The problem in both cases is the fact that the state has not passed a budget. Mr. Madsen told the Vanguard that they still have about ten clients in treatment at this time. “We are going to continue to try to keep our doors open until the budget gets passed,” he said. “Hopefully we can get back to a full status. We have 39 beds in this facility and currently 29 of them are empty.”
The Vanguard briefly exchanged text messages with Assemblymember Mariko Yamada who said that she was “painfully aware” of this problem.
In statement from Assemblymember Yamada she said, “I am keenly aware of the pain resulting from the perennial budget standoff in Sacramento. Closing the doors on vulnerable clients and laying off caring staff is devastating and creates costlier demands on first responders and emergency rooms.”
She continued, “People are literally dying for a budget. We must act deliberately and quickly to avoid further harm to our district and all Californians. I hope our legislative leaders and the Governor are listening.”
The question of course is what is happening to those people released from these treatment facilities. Mr. Madsen told the Vanguard that for the RMSC contract, with the twenty five beds, “We made contact with family members and worked with the parole agents and said these are the places that they have to go.”

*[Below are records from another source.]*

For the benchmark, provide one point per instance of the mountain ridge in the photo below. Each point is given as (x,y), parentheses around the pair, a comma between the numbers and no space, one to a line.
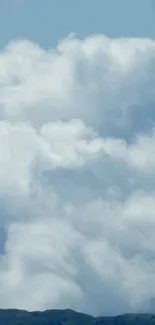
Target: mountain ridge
(70,317)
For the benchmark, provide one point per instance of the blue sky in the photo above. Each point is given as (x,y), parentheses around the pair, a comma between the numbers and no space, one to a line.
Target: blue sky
(47,21)
(77,155)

He continued, “Two of them went to the Yolo Wayfarer Mission and the rest went back to various family and friends homes to try to find employment and continue to try to make it. They would have the first opportunity to come back into treatment upon them rendering payment and being able to get back to normal status.”

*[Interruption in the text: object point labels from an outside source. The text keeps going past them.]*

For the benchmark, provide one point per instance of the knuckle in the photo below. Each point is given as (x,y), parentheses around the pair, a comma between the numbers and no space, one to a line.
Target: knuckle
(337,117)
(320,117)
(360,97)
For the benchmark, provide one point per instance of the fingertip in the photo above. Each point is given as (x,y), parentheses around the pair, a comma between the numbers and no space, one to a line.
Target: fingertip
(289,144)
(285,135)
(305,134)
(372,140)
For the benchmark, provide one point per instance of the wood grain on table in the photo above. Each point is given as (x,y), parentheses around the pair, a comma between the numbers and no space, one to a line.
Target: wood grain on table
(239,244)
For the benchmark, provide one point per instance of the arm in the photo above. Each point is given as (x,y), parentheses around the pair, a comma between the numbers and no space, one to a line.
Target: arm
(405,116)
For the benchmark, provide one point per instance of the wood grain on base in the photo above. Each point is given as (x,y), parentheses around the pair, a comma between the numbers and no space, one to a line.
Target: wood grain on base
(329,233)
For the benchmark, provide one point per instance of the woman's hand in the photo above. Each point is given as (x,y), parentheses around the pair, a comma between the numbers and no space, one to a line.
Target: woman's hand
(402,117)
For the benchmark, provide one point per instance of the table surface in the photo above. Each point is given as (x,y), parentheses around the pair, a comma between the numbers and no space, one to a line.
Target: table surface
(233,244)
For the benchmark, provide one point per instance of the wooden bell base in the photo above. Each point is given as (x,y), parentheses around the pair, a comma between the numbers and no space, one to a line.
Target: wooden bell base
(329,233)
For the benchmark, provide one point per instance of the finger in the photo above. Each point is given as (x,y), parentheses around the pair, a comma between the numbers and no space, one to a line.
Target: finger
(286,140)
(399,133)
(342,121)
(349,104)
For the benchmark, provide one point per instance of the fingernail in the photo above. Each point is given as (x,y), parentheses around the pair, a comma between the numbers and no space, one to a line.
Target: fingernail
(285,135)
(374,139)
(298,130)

“This all hinges at this point on the state budget being and then monies actually being doled out,” he reiterated.
The people released are now at grave risk for relapse and other problems. “Some of them were here longer than others,” Mr. Madsen said, “The ones that were here a little longer, they may have a better shot at things having gathered some tools for recovery. However, maybe some of the ones that were here a shorter length of time, maybe not so much.”
“It’s a crapshoot at this point for any of them,” Mr. Madsen added. “Unemployment being what it’s like it could be very difficult for them to remain clean and remain sober and not re-offend.”

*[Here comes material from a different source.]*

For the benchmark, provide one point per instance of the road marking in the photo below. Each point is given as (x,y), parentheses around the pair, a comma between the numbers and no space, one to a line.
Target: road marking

Mr. Madsen said that at this point they are at the top of the priority list and this is not what CDCR wanted to see happen, but they simply do not have the money to pay the contracts at this point.
In addition to Cache Creek Lodge, Walters House in Woodland had to release 19 different clients resulting from their contract with West Care and not having been paid. They are faith-based and therapeutic community that is supported by a church that started the program, and they run a homeless miss there. They had to lay off 13 of their staff.
John Madsen told the Vanguard that he is the only counselor still on staff at the Cache Creek Lodge and he’s the program director. He said, “This state budget has affected everybody, if they don’t get their act together there’s going to be a whole lot of other programs closed.”